Uploads the local directory dir to an S3 bucket.

The bucket name must be set directly via bucket or read from the Systems Manager parameter named ssm_param.

If region is not set then the default region will be used.

concurrent_uploads describes the maximum number of concurrent upload threads to allow.

out describes an optional string writer for progress reports. The same information will be available via logging, but this could be used for human- readable output (especially of read-only runs) at run-time.
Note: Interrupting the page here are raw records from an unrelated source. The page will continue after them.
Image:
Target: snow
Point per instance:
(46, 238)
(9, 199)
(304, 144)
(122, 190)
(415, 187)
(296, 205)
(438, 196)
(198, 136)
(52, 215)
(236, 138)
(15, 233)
To write progress to the console, set to sys.stdout.

If read_only is truthy then directories will be walked and files will be read, but nothing will be uploaded.

#   def set_default_content_type(type: str = 'application/octet-stream') -> None:
View Source
def set_default_content_type(type: str = "application/octet-stream") -> None:
    """
    Sets the default Content-Type header for file types not registered via
    `set_content_type`.

    Defaults to "application/octet-stream".
    """

    global _default_content_type
    _default_content_type = type

Sets the default Content-Type header for file types not registered via set_content_type.

Defaults to "application/octet-stream".

#   def set_default_maximum_age(seconds: int = 60) -> None:
View Source
def set_default_maximum_age(seconds: int = 60) -> None:
    """
    Sets the Cache-Control "max-age" value for files not registered via
    `set_maximum_age`.

    Defaults to 60 seconds.
    """

    global _default_max_age
    _default_max_age = seconds

Sets the Cache-Control "max-age" value for files not registered via set_maximum_age.

Defaults to 60 seconds.

#   def set_content_type(suffix: str, type: str) -> None:
View Source
def set_content_type(suffix: str, type: str) -> None:
    """
    Registers the Content-Type header for files with the `suffix` filename
    extension.
    """

    suffix = normalize_suffix(suffix)
    _content_types[suffix] = type

Registers the Content-Type header for files with the suffix filename extension.

#   def set_maximum_age(pattern: str, seconds: int) -> None:
View Source
def set_maximum_age(pattern: str, seconds: int) -> None:
    """
    Sets the "max-age" value of the Cache-Control header for files that match
    the given pattern.
    """

    _max_ages[pattern] = seconds

Sets the "max-age" value of the Cache-Control header for files that match the given pattern.